My “mommy senses” are flaring, telling me this guy is a jerk. My daughter says I don’t understand.

What do you think? How can I explain this to her? I won’t risk our relationship, but I hate to see her taken advantage of. This guy could make a million dollars someday, but every penny she sees will come at double the cost. Is there anything to be done here?

Rather than cause a rift with your daughter — who seems to be perfectly fine with the situation — Miss Manners suggests that instead you should be putting your efforts into encouraging her to be independent and make her own money.

That this young man is selfish and ungenerous will either prove to be irksome to her or it will not. But if his attitude persists and the relationship evolves, at least she will be able to pay for her own engagement ring and visits to five-star hotels.

Dear Miss Manners: During the stay-at-home order in our state, one couple I know has been out of work (both partners). Though nobody has said anything, it has entered my mind more than once that they could use financial help. Still, I don’t know how to go about providing help without being presumptuous.

Would it be okay to just mail them a card with a check in it? I was thinking of writing words to the effect that the enclosed is a gift, and possibly adding that I could loan more money if that would be helpful in the future.

Money, however needed, appreciated and kindly intended, is an uncouth present among friends, Miss Manners assures you. Offering a meal and some company (when restrictions allow) would be a better way to show friendship — without causing embarrassment that could outlast their presumably temporary situation.

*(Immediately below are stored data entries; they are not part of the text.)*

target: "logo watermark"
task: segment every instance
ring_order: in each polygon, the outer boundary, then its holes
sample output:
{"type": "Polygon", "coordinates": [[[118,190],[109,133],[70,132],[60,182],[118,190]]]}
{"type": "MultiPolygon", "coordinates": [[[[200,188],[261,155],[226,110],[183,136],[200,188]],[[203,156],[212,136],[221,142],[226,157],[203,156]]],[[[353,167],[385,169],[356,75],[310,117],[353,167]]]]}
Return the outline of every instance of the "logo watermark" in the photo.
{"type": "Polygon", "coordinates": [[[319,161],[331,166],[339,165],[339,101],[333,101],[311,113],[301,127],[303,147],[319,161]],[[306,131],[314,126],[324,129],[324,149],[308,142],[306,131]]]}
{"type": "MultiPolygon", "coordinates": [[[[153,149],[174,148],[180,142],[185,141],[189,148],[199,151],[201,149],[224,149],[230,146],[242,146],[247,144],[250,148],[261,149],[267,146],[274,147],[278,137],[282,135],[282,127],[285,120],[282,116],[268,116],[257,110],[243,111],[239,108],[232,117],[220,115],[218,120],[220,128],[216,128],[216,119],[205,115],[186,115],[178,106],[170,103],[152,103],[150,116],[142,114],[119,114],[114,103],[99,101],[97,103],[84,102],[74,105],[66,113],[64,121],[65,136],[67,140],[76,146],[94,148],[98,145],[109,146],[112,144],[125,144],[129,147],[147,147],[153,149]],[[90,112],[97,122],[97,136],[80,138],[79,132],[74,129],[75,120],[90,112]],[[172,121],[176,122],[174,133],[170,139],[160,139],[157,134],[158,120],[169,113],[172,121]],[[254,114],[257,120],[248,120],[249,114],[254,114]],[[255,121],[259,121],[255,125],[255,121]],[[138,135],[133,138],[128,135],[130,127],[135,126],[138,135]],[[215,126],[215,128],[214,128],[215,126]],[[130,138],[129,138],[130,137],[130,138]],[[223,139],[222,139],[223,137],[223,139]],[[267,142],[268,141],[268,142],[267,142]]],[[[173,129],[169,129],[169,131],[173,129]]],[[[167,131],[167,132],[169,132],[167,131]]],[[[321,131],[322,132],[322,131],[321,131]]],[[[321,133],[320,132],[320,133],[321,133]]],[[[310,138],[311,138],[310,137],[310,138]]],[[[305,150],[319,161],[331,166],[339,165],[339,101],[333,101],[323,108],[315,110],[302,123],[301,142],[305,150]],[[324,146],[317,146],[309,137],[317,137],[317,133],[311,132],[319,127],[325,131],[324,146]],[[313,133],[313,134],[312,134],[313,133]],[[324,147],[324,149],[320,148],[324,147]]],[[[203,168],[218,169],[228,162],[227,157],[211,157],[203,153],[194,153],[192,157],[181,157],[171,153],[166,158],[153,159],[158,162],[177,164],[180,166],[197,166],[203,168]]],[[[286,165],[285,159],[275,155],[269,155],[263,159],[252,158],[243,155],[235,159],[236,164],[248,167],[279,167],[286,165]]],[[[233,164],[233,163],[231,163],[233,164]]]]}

Dear Miss Manners: Please tell me how to politely — or at least without frightening anyone — let a car stopped ahead of me know that their brake lights aren’t working.

Unfortunately, there is not much more you can do than try to align your windows, signal to the driver to roll them down, then shout or point vigorously at the faulty lights.

Miss Manners does not guarantee that this won’t be startling, but it will be infinitely less so than ending up in the car’s rear because you were unaware that it was braking.